Perhaps it might have been helpful to speak briefly about
exactly what the device does, but in any case, I hope
Wulfson gets another chance to demonstrate the capabilities
of what is clearly an intriguing concept.
Composer/singer Erin Gee has been studying in Japan for
the last few years, and her Yama Mouthpieces and Aki
Mouthpieces are based on kakagoe, or “interjections
used to mark the passage of time found in traditional
Japanese music,” and specifically used in the edu
nagauta ensemble. Gee’s creation takes these
guttural sounds and links them together in a sort of animated
syllabic flow, or as one person remarked, “like
a sort of “hyper-Cathy Berberian,” referencing
the great new music chanteuse who championed Berio, Cage
and others. In addition a wide range of sounds, Gee does
have some of Berberian’s natural, unforced spontaneity.
The first half closed with the Fifth String Quartet
by Bartók, played with fiery zeal by the Borromeo
String Quartet. If other ensembles such as the Emerson’s
bring more polish, the Borromeo’s were almost terrifying
in their gritty intensity. With each member digging in
to the score as if it were being presented for the very
first time, the group exploited its percussive side. And
not incidentally, to be sitting scarcely ten feet away
from the players reminded me that chamber music is often
most explosive in small spaces.
The second half was a panorama by Ethel, the cheeky string
quartet founded in 1998, of music by John King, Julia
Wolfe and Marcelo Zarvos. Usually amplified, the group
surprised many on this occasion by playing “unplugged”
– with great success. Ethel has made its mark specializing
in high-energy works played with equal force, and if John
King’s exuberant extract from Lightning Slide
perhaps sounded too similar to Wolfe’s Early
That Summer, the result was irresistible. The final
work, Zarvos’ Memory, ended the set on a
note of slight melancholy.

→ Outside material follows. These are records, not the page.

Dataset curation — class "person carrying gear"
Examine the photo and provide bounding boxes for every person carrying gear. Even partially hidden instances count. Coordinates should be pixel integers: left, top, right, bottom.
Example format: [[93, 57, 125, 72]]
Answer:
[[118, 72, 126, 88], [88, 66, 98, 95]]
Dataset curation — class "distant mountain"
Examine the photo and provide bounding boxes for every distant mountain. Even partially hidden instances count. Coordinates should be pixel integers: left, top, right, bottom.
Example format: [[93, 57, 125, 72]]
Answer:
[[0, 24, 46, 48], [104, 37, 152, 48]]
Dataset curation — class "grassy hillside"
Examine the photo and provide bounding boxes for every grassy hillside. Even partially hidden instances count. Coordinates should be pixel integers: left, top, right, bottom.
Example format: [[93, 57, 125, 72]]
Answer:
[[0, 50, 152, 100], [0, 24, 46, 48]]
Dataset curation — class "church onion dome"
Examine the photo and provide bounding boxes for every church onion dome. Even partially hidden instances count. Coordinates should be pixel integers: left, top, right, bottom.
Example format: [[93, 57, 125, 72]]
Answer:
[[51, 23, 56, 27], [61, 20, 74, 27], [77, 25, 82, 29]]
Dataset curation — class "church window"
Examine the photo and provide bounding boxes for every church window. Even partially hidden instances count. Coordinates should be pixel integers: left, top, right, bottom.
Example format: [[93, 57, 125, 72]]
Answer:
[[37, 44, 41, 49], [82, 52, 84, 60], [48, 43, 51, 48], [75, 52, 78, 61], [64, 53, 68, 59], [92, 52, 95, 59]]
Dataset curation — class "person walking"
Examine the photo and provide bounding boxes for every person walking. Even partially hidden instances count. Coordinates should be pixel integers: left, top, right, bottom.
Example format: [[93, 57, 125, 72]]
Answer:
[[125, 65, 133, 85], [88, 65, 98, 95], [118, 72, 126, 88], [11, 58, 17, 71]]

As an encore, the group offered
Lighthouse by violinist Cornelius Dufallo, who
must have been delighted with the elegiac performance
by his colleagues Ralph Farris (on viola), Dorothy Lawson
(on cello), and Mary Rowell (violin), the latter given
a rhapsodic, blues-driven solo near the end.
Concert III
Ryan Dorin: RD Orchestra Presents (Look &
Listen Festival Ambient Piece)
Thierry DeMey: Musique de Tables (1998)
David Lang: the so-called laws of nature (2002)
Pierre Boulez: Sonatine (1946)
David Little: Descanso (2005)
Carlos Sánchez-Gutiérrez: Luciérnagas
(1999)
Panel discussion with Suzanne Bocanegra, David Lang
and Carlos Sánchez-Gutiérrez, hosted by
Bruce Hodges
Paintings by Alex Katz
Pace/Wildenstein Gallery
New York City
Thierry DeMey’s stunning Musique de Tables
opened the final night, with Lisa Kaplan and Matthew Duvall
of eighth blackbird joined by Jason Treuting of So Percussion,
all seated in a row, each facing a game-board-sized, amplified
wooden slab. As the room darkened, each clicked on an
overhead lamp, in unison, immediately telegraphing that
the work is more than just the sum of its aural parts.
Opening with a scrape of a hand, DeMey rapidly develops
a flurry of complex rhythms that are tapped, thumped and
knocked, all with bare hands and all intricately choreographed
for maximum visual spectacle. Looking at the three players
locked in mechanical precision, I could hardly believe
what I was watching, and hearing.
Conceived for the four members of So Percussion, David
Lang’s the so-called laws of nature is a
three-part sonic extravaganza. The first section employs
tuned wooden planks struck with a brittle frenzy of mallets,
the second uses metal pipes, snares and Lang’s beloved
brake drums, and the third calls for ceramic coffee mugs,
bowls, flower pots and guiros (Mexican serrated
gourd-like instruments that are scraped). Somehow the
extravagant first section overpowered the Pace/Wildenstein
gallery acoustic; I noticed some in the front rows shielding
their ears from the piercing mallet blows, but the second
part was a more moderate volume. (So Percussion’s
excellent recording of this work is not nearly as loud.)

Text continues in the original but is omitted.